Será bueno, pues, mirar a esas mujeres y pensar que, ante nuestra libertad, ellas son esclavas de ese pensamiento del descarte. Todo esto pasa aquí, y en cualquier ciudad: las mujeres anónimas, esas mujeres –podemos decir– “sin mirada”, porque la vergüenza les tapa la mirada; mujeres que no saben reír y muchas no conocen la alegría de criar y oírse llamar “mamá”. También en la vida ordinaria, sin ir a esos sitios, ese pésimo pensamiento de rechazar a la mujer, la convierte en objeto de segunda clase. Deberíamos pensarlo mejor. Porque, cayendo en ese pensamiento, despreciamos la imagen de Dios, que hizo juntos al hombre y a la mujer a su imagen y semejanza. 

Que este pasaje del Evangelio nos ayude a pensar en el mercado de mujeres, mercado, sí, la trata, la explotación que se ve; y también en el que no se ve, el que se hace y no se ve. ¡Se pisotea a la mujer por ser mujer! Pero Jesús tuvo una madre, y tuvo tantas amigas que le seguían para ayudarle en su ministerio y apoyarle. Y encontró a muchas mujeres despreciadas, marginadas, descartadas, a las que levantó con tanta ternura, devolviéndoles su dignidad.

San Bernabé

El mandado de Jesús es claro: «Id, predicad, haced discípulos». Pero, ¿qué significa de verdad evangelizar? Hoy, que la Iglesia celebra la fiesta del apóstol Bernabé, podríamos decir que la evangelización tiene como tres dimensiones fundamentales: el anuncio, el servicio y la gratuidad.

Partiendo de las lecturas de la misa de hoy queda claro que el Espíritu Santo es el auténtico protagonista del anuncio, y que no se trata de una simple prédica o de la trasmisión de unas ideas, sino que es un movimiento dinámico capaz de cambiar los corazones gracias a la labor del Espíritu.

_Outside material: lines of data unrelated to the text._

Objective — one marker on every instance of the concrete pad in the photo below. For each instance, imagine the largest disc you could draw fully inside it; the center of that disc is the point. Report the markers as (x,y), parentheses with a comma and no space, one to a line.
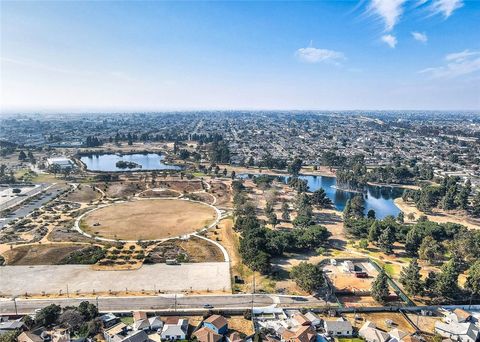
(18,280)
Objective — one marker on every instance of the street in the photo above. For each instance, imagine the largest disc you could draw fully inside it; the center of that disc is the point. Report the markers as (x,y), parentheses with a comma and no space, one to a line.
(162,302)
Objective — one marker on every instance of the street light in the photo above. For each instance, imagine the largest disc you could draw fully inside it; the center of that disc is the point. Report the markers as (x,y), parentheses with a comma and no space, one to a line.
(15,304)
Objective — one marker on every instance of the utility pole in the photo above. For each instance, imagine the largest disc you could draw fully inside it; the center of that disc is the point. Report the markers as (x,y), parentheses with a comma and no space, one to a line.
(15,304)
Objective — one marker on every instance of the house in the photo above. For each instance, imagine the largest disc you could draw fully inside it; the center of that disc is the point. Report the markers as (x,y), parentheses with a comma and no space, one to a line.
(9,325)
(299,319)
(28,336)
(109,320)
(348,266)
(112,332)
(234,337)
(217,324)
(372,334)
(397,335)
(339,327)
(207,335)
(175,328)
(459,316)
(302,333)
(462,332)
(313,318)
(60,335)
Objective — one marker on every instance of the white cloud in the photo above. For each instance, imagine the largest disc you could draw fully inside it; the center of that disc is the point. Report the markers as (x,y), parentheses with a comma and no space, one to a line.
(460,56)
(389,40)
(388,10)
(458,64)
(445,7)
(421,37)
(314,55)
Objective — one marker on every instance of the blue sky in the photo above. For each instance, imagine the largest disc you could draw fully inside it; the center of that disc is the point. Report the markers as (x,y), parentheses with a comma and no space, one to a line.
(123,56)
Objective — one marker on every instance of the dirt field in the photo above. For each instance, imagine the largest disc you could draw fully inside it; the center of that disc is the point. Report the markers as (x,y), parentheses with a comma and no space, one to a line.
(49,254)
(148,219)
(380,321)
(84,194)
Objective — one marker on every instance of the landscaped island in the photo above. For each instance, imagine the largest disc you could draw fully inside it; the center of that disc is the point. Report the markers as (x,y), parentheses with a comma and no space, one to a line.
(122,164)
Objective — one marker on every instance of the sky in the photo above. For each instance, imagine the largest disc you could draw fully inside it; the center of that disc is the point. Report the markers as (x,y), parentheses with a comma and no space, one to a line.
(316,55)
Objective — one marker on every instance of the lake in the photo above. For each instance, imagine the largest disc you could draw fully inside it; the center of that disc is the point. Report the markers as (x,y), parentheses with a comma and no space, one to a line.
(379,198)
(108,161)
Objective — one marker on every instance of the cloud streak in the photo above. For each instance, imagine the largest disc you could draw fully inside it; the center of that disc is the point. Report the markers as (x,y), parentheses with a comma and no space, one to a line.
(387,10)
(314,55)
(421,37)
(445,7)
(390,40)
(457,64)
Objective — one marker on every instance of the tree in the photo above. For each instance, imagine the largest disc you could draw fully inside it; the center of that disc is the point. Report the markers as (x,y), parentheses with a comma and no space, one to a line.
(473,279)
(380,291)
(386,240)
(295,167)
(71,319)
(374,232)
(285,212)
(430,249)
(319,198)
(88,310)
(48,315)
(307,276)
(22,156)
(411,280)
(413,240)
(476,205)
(446,285)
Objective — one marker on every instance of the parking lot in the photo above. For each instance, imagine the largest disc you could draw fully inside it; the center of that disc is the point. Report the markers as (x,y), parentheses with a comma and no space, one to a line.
(18,280)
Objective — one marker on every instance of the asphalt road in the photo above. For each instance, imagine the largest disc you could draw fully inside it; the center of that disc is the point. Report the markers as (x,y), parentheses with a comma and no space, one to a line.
(163,302)
(26,209)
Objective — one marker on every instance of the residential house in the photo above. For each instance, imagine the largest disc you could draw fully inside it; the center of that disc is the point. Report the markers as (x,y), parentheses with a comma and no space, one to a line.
(175,328)
(459,316)
(205,334)
(372,334)
(302,333)
(462,332)
(397,335)
(234,337)
(216,323)
(11,325)
(299,319)
(338,327)
(313,318)
(28,336)
(109,320)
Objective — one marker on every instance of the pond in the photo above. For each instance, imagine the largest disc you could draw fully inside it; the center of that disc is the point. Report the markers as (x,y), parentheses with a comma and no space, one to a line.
(379,198)
(108,162)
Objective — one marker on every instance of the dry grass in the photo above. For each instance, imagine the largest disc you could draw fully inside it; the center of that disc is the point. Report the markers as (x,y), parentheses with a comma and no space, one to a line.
(83,195)
(148,219)
(380,319)
(48,254)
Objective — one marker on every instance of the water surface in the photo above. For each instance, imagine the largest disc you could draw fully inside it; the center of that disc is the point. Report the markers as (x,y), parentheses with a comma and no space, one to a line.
(107,162)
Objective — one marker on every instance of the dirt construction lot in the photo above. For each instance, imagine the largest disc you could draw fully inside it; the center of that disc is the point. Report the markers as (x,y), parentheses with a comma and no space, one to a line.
(18,280)
(148,219)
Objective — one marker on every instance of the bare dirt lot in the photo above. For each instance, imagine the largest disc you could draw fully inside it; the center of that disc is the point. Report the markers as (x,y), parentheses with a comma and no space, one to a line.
(148,219)
(83,194)
(48,254)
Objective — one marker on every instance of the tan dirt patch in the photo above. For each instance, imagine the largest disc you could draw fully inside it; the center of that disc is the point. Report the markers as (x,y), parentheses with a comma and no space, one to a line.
(148,219)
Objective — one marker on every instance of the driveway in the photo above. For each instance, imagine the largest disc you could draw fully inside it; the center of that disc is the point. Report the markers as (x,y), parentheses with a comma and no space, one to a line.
(18,280)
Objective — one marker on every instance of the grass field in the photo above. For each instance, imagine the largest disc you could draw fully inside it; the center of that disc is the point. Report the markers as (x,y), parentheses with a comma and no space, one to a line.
(148,219)
(48,254)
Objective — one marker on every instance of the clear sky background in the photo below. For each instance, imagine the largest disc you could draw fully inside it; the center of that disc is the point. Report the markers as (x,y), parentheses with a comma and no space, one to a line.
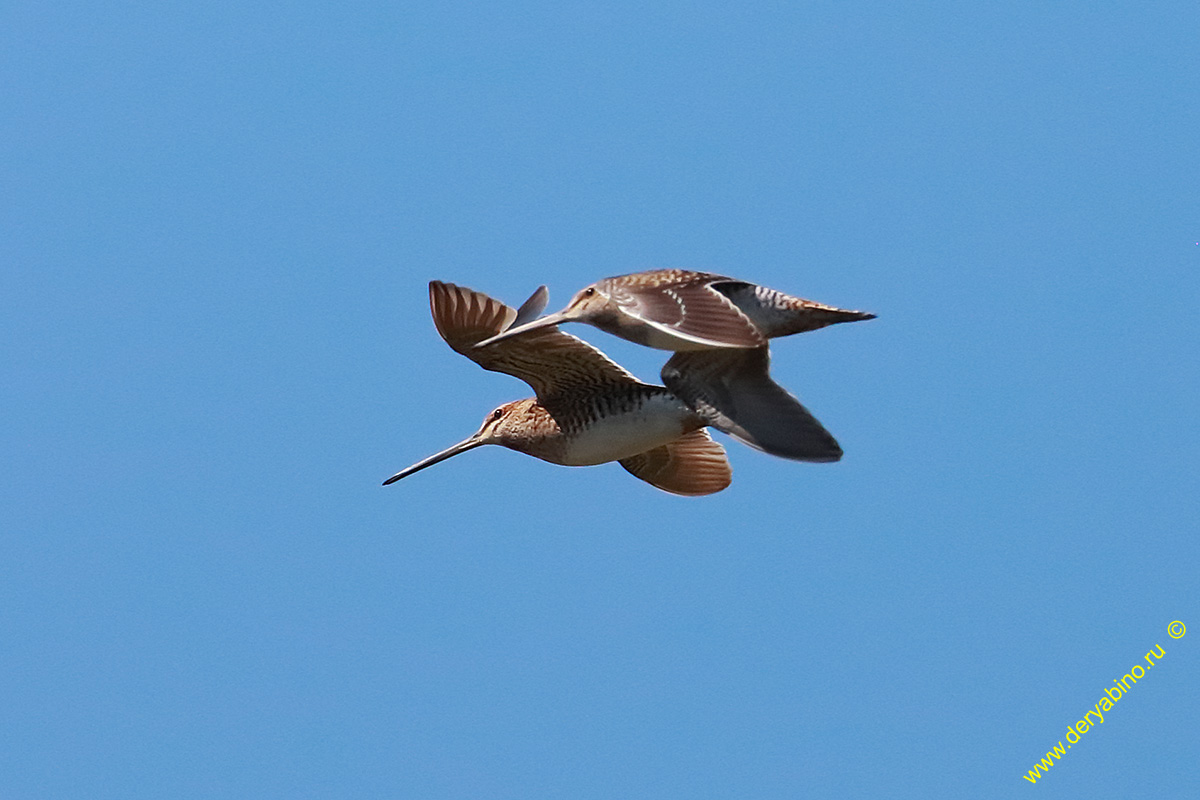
(217,222)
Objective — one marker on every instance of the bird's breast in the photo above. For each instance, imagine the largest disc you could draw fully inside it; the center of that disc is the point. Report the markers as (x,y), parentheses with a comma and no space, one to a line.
(627,428)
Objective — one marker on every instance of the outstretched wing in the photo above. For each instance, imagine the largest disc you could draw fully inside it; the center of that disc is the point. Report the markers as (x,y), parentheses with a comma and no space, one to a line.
(693,464)
(733,392)
(685,304)
(550,361)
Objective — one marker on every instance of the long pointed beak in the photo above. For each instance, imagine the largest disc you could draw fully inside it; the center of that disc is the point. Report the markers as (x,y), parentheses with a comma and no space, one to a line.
(454,450)
(545,322)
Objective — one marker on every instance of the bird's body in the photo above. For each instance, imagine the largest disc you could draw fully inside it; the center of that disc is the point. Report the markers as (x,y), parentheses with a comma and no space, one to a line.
(587,410)
(685,311)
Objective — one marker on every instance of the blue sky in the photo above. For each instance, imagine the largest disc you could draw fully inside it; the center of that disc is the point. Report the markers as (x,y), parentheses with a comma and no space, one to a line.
(219,222)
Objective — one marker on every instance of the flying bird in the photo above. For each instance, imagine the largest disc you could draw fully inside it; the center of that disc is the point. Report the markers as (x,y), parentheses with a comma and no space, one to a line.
(587,409)
(684,311)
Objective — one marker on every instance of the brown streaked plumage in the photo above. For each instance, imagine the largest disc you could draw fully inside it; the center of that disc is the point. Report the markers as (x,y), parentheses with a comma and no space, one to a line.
(684,311)
(587,410)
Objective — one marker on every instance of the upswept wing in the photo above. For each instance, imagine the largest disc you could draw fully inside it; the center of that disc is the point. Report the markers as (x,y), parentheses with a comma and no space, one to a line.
(550,361)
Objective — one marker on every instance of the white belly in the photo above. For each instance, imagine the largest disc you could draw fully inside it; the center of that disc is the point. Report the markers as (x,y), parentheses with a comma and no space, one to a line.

Hemos visto planes pastorales bien hechos, perfectos, pero que no eran instrumentos de evangelización, porque simplemente estaban enfocados en sí mismos, incapaces de cambiar los corazones. No es una actitud “empresarial” la que Jesús nos manda hacer, no. Es con el Espíritu Santo. Dice la primera lectura: «Un día que ayunaban y daban culto al Señor, dijo el Espíritu Santo: Apartadme a Bernabé y a Saulo para la misión a que los he llamado». ¡Ese es el valor! La verdadera valentía de la evangelización no es una terquedad humana. No. Es el Espíritu quien te da el valor y te lleva adelante.

La segunda dimensión de la evangelización es la del servicio, ofrecido hasta en las cosas pequeñas. Nos dice el Evangelio: «Curad enfermos, resucitad muertos, limpiad leprosos, echad demonios». Es equivocada la presunción de querer ser servidos después de haber hecho carrera, en la Iglesia o en la sociedad: “trepar” en la Iglesia es señal de que no se sabe qué es la evangelización: «el que manda debe ser como el que sirve», advierte el Señor en otro momento. Nosotros podemos anunciar cosas buenas, pero sin servicio no sería anuncio; lo parece, pero no lo es. Porque el Espíritu no solo te lleva adelante para proclamar las verdades del Señor y la vida del Señor, sino que te lleva también a los hermanos y hermanas para servirles. ¡El servicio! También en las cosas pequeñas. Es malo encontrar evangelizadores que se dejan servir y viven para dejarse servir. ¡Qué feo! ¡Se creen los príncipes de la evangelización!

Finalmente, la gratuidad, porque nadie puede redimirse gracias a sus propios méritos. «Lo que habéis recibido gratis –nos recuerda el Señor–, dadlo gratis». Todos hemos sido salvados gratuitamente por Jesucristo y, por tanto, debemos dar gratuitamente.
Así pues, los agentes pastorales de la evangelización deben aprender esto: su vida debe ser gratuita, para el servicio, para el anuncio, y llevados por el Espíritu. Su propia pobreza les empuja a abrirse al Espíritu.